Unauffällig, intim und doch interessant entwickelt die Autorin auf eine ausgesprochen interessante Art und Weise ihr Szenario, bevor sie auf eine makabre Art und Weise deutlich macht, dass Dankbarkeit nicht immer erwidert wird und zukünftig die Falschen drunter leiden werden.   

  Die längste Geschichte ist eine zeitlose Parabel, in welcher der Autor James Patrick Kelly seinen Lesern auch einiges an Wissen abverlangt. „the Wreck oft he Godspeed“ begingt bedeutungsschwer mit dem Namen des gigantischen Raumschiffs. Die Godspeed hat als erstes britisches Schiff Männer in die neue Welt gebracht, die schließlich Jamestown gegründet haben.

 Der Anspruch ist dieser Novelle ist deutlich höher.  Ein gigantisches Raumschiff mit einem besonderen Passagier an Bord sucht nach für Menschen bewohnbaren Planeten. Adle Santos vertritt dabei die religiösen Ansichten. Er hat bei einem Kirchenessaywettbewerb die Reise an Bord des Raumschiffes gewonnen.

 Für Adle trefffen hier zwei Welten aufeinander. Erzogen in einer christlich konservativen Familie muss er auf der Suche nach neuen Paradiesen, im Grunde auch neuem Leben seine bisherigen fast dogmatischen Vorstellungen über Bord werfen und wird gleichzeitig durch das sehr freizügige Leben an Bord des Raumschiffs in Versuchung geführt.

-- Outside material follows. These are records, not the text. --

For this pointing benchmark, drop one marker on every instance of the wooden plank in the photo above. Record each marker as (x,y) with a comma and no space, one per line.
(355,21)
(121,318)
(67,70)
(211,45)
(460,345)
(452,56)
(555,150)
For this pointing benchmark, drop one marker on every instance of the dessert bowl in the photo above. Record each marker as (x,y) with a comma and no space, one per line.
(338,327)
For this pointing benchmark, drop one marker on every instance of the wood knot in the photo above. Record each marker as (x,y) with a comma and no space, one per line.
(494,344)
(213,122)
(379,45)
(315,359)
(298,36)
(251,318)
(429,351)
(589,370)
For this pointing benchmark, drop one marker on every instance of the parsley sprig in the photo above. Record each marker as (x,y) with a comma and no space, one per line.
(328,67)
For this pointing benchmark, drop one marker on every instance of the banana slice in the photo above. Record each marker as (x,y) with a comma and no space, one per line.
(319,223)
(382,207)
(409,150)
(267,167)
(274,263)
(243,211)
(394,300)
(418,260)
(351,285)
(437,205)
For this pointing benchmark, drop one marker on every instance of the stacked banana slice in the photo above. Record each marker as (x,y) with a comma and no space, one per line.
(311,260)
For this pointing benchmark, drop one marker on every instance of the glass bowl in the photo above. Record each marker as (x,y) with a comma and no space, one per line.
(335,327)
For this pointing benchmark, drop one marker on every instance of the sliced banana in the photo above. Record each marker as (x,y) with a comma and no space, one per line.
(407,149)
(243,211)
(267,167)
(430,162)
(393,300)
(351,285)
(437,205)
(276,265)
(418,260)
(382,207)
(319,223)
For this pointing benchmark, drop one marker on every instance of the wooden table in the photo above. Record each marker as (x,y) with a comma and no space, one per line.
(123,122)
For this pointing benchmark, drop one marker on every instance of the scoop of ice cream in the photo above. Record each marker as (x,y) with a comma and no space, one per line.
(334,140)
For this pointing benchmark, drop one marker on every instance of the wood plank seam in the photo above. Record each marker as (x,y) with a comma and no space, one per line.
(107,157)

 Bei einem Weltraumspaziergang werden ihm die Widersprüche vor Augen geführt. Der letzte Schritt zum „Untergang“ des Raumschiffs, wobei James Patrick Kelly mit den Erwartungen nicht nur seines Protagonisten, sondern vor allem auch der Leser spielt. Nicht jeder Untergang ist gleichzeitig das Ende des Seins.      

 Die religiösen Aspekte dominieren, wobei Kelly im Laufe des Plots deutlich macht, dass sein Text näher zu Aldiss „Starship“ oder Gene Wolfes „Buch der langen Sonne“ als normalen Generationenraumschiffgeschichten. Die Protagonisten sind sich ihrer ursprünglichen Aufgabe klar. Je mehr Adle aber über die Vergangenheit des Schiffes und der bisherigen Passagiere – sie erscheinen wie Geister – erfährt, je mehr bricht sein bisheriges religiöses Weltbild zusammen. Aldiss und Wolfe gehen einen ähnlichen Weg, wobei bei Aldiss es eher Traditionen und Rituale sind, die nicht mehr mit der noch funktionierenden Technik harmonieren. Unabhängig von dem zynischen Ende. Am Ende von Gene Wolfes Roman wird eine Art christliche Religion als dominierend bestätigt, weil es in dem Raumschiff keine griffigen Alternativen gibt.

 Kellys Texte leben von den durchaus exzentrischen Charakteren, in diesem Fall nicht nur die andere Freigeister an Bord des Raumschiffs, sondern vor allem dem AI Kapitän, der stoisch die Mission über die einzelnen Schicksale stellt, auch wenn ein Erfolg der Mission nicht garantiert werden kann. Kelly versucht seiner Allegorie eine erstaunliche Tiefe zu geben, während er gleichzeitig eine spannende Space Opera zu entwickeln sucht.

 Er will keine Antworten geben, sondern den Leser wie Adle zum Nachdenken überreden. Dabei bleibt er freigeistig und setzt verschiedene Kontrapunkte. Der Leser muss sich erst an das immer surrealistisch werdende Szenario gewöhnen, da Kelly zu Beginn die fiktive und im Grunde auch „falsche“ Legendenbildung voranstellt, bevor er auf die eigentliche Kernfrage eingeht. Wird der Mensch Gott gleich, wenn er nach Paradiesen in den Tiefen des Alls suchen soll?

 Wie die letzten Ausgaben überzeugen die drei sehr unterschiedlichen Geschichten vor allem durch Originalität selbst bei bekannten Themen wie Generationenraumschiffen oder ökologischen Post Doosmday Plots. Weiterhin ist „Forever“ in einem direkten Vergleich mit dem Muttermagazin die stärkere monatliche Publikation.